Pensemos. Es la única solución.

¿Dónde están los estudiantes universitarios? ¿Dónde están los sindicalistas que lucharon por las libertades y las igualdades sociales? ¿Dónde están los intelectuales para que con sus ideas muevan el mundo? ¿Dónde estamos la gente de bien, los que amamos el lugar en el que vivimos, los que queremos dibujar un futuro para nuestros hijos? ¿Dónde están los periodistas de verdad, los que no se dejan llevar por la nómina de final de mes y dicen lo que ocurre con objetividad? ¿Que está pasando en España para que dejemos que esto se convierta en el hazmereír? ¿Nos hemos convertido en unos cobardes, en unos acomodados, en gente sin proyectos ni esperanza? ¿Qué pintamos aquí si no somos capaces de reaccionar ante una situación tan bochornosa que no hay quien la resista?
Somos cobardes. No queremos que nos toquen lo que tenemos aunque otros se queden sin comer, aunque otros se lo lleven en sacos a casa o a Suiza. Somos cobardes porque nos han anulado. Mucha televisión, mucho dinero, mucho producto que comprar. Poco pensamiento, poca lectura, una cultura en peligro de muerte. Nos hemos quedado en nada. Eso sí, con la esperanza de que alguna vez seremos nosotros los que podamos vivir mejor que nunca.
Me avergüenzo de la clase política de este país, de la casa real que no se qué hace en pie todavía; de una iglesia dividida entre los que ayudan hasta la extenuación (pocos) y los que van a misa con abrigo caro (multitud); de casi todo, me avergüenzo de casi todo.
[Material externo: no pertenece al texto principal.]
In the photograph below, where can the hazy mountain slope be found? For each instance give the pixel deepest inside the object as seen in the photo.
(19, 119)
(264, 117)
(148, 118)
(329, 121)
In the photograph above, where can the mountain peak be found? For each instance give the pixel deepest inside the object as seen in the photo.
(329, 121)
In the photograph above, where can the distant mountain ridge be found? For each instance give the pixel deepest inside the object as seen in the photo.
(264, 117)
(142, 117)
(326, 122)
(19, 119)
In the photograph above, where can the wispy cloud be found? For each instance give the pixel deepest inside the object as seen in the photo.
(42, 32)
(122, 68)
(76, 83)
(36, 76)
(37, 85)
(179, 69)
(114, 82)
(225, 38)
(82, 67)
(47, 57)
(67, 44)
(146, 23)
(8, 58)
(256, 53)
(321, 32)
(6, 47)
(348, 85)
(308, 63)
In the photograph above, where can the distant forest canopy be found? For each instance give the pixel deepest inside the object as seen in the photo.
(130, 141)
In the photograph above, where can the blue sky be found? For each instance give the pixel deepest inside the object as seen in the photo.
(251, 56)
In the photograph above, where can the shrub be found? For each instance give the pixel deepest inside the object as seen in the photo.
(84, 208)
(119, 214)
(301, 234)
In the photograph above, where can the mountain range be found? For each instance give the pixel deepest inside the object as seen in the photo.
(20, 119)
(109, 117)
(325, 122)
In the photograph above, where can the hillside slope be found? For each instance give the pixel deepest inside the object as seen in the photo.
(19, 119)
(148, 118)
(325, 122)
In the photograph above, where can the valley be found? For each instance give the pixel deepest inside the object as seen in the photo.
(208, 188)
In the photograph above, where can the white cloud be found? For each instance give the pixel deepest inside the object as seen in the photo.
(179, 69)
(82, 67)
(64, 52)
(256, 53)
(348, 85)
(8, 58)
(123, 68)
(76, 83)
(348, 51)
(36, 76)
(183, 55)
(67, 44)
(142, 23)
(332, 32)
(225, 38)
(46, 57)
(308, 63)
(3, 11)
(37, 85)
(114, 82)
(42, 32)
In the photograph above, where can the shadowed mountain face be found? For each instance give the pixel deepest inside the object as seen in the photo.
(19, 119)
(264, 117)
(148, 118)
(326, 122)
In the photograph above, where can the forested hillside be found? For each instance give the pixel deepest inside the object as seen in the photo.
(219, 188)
De mí mismo por no salir a la calle a diario para protestar. Y me causa un profundo desasosiego saber que, finalmente, no pasará nada, nadie ingresará en prisión, nadie devolverá un duro y pagará el pato el más pobre. Esto es un desastre monumental.
Sin embargo, no pienso tirar la toalla. Porque se puede conseguir que el mundo sea mejor de lo que es. Se trata de pensar en qué hay que hacer. Muchos hemos pensado que, tal vez, quemando la casa de un banquero se lo pensarían antes de hacer de las suyas. Pero no llevaría a ninguna parte. Hay que pensar en cómo conseguir un cambio, en cómo podemos aportar lo mejor de nosotros para que todo se enderece. ¿Han pensado sobre la labor de las ONG’s? Con tanto trabajo, con tanta donación les estamos haciendo el trabajo más difícil. Quizás habría que dejar de hacerlo para que les estallara el problema entre las manos. Me refiero a cosas de esta índole. Pensemos en lo que estamos haciendo. Me temo que el camino es otro.
Han conseguido dividir a la sociedad española. Por completo. La fractura es de dimensiones colosales. Es lo que querían porque de ese modo logran que la protesta sea menor, que las lanzas se conviertan en cañas en cuanto se da un paso adelante. Han dividido la sociedad porque han logrado que reduzcamos el problema a que no estén estos o que no estén aquellos. No pensamos en que el que debe estar es otro. No sé quién es, pero si buscamos encontraremos.
Pensemos, queridos, pensemos. No dejemos que un periodista nos lleve al huerto porque nos parece muy graciosa la barbaridad que dice, no dejemos que los políticos sigan utilizando un discurso que es un insulto a la inteligencia del ser humano. No podemos seguir escuchando lo que dicen. Mentira tras mentira han conseguido desquiciar a la gente, anular a las personas. La única forma de salir adelante es tener un criterio individual y colectivo. Dejemos de escuchar patrañas y construyamos un proyecto desde la inteligencia y el pensamiento.
Muchos me tacharán de demagogo o de loco. Yo les digo que la peor de las demagogias es negar cualquier idea, cualquier posibilidad porque parezca idílica o propia de la ciencia ficción.
Una banda de forajidos nos han puesto el país patas arriba. Ahora toca acabar con todo este lodo. Ellos son unos sinvergüenzas, pero la mayoría no lo somos. Ellos son unos ladrones, pero los demás somos gente honrada que madruga y trabaja para sacar esto adelante. Ellos son pocos y nosotros somos una multitud. Ellos tienen los medios de comunicación en el bolsillo, pero nosotros podemos dominar internet.
Ha llegado la hora de tomarse en serio la vida. De ser coherentes. Y ya es el momento de dejar a un lado la parida esta de la política. ¿Qué ideología manejan unos y otros? Exacto, ninguna. Así que nada nos impide marchar juntos. Construyamos una sociedad mejor dejando de escuchar la mentira, el mensaje lesivo, el discurso que busca el bien de unos pocos aunque se disfrace de universal. Pensemos, queridos, pensemos. De otro modo estamos perdidos.